I don't think your educators are self-aware enough to have intentionally Miyagi'd you, but I'd say the system worked anyway. It speaks well of you that you'd rather give away this advantage than exploit it.
This was painful to read. But I'm going to try to condense and reframe your story in a way that's more engaging and easier to follow.
In business school, in-class conversations constitute a significant portion of your grade. These are scored roughly by your ability to provide insights, which can be categorized into three types: prior knowledge, inductive reasoning, and deep deductive reasoning. We started by noting down which students received '3's, then Goodharted on this objective.

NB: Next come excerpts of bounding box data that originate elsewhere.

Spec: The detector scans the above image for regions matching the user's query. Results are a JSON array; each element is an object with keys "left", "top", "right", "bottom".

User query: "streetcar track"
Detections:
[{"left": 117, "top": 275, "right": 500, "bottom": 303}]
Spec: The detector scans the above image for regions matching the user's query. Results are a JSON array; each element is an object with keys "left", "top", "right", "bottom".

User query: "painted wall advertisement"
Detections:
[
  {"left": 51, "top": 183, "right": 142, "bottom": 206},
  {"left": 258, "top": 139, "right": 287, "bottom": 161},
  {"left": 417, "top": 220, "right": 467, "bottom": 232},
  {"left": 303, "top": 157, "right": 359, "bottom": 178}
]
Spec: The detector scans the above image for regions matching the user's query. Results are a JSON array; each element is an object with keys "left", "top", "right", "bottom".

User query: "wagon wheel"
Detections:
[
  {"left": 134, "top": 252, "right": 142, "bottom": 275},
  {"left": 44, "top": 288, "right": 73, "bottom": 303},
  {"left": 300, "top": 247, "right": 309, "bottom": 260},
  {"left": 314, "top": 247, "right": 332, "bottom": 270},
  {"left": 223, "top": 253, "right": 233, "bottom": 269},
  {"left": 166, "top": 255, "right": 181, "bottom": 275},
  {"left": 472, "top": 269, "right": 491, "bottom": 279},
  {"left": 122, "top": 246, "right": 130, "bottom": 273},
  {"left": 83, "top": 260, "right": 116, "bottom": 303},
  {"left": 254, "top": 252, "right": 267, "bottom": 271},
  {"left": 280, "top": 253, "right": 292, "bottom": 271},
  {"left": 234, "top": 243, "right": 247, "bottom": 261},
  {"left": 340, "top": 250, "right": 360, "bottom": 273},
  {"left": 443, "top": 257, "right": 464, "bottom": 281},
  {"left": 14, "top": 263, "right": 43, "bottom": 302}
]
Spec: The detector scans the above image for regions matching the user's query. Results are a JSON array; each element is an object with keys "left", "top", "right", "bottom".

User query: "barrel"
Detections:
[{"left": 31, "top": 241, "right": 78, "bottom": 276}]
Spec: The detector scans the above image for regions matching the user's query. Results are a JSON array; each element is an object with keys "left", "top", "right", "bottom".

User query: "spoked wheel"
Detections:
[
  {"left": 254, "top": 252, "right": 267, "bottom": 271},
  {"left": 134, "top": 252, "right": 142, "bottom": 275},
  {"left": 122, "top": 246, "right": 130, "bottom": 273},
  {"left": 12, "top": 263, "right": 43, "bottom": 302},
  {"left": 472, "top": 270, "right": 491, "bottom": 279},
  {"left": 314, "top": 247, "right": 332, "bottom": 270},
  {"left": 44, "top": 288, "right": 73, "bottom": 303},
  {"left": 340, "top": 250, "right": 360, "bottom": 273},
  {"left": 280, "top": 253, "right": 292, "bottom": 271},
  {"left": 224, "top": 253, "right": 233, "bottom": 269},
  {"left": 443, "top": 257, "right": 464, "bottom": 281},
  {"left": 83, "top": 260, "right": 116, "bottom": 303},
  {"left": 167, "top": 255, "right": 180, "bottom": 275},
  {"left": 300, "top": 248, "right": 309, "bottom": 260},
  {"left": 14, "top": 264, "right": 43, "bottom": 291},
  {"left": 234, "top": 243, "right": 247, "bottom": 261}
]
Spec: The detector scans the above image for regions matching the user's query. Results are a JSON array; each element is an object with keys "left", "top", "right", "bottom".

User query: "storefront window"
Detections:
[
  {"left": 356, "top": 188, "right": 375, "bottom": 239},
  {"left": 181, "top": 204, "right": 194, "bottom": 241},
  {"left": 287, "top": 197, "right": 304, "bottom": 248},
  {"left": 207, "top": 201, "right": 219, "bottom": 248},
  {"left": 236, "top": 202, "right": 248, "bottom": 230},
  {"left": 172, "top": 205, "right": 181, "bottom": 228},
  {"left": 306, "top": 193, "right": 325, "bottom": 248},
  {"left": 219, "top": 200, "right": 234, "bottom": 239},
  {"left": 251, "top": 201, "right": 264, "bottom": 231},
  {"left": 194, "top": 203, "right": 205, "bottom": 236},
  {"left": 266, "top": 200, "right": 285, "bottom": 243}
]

We found that the most effective way to score high was not to search for insights but to question everything. If someone says, "let's assume for now..." and the rest of the class is nodding along, well let's check that assumption! Most of the time, our assumptions will be right, but even if they're wrong 10% of the time, we can expect to find a nonobvious insight.
This simple trick, to question everything, ended up being the best insight I made in class. Reverse-engineering what really counts as "smart" was also crucial. We realized that contributions were not graded proportional to their labor but to the magnitude of the conceptual phase shift they induced.
We identified at least three common types of Level 3 contributions: Expertise, Deductions, and Implication. Each required doing a piece of invisible work that no one else had done yet. Effective contributions require some work to achieve, but not because effort is intrinsically useful. Work is incidentally useful because of a selection effect.
We also realized that the average layperson doesn't just lack the sense of what knowledge is at each rung - they're oblivious to being on any ladder at all. Discovering insights is accidental, “lightbulb moments” out of nowhere. But by knowing a ladder exists, and that climbing it requires subverting your misconceptions, you can sometimes guess the expert "A → Opposite-of-A" conclusions without being an expert yourself.
This became our strategy in class. We learned to simulate expertise by spotting and articulating the right phase shifts. This led to the same insights a true expert might offer. Over time, many students started exhibiting the verbal “artifacts” of good contributions, without understanding the mechanics of why they worked.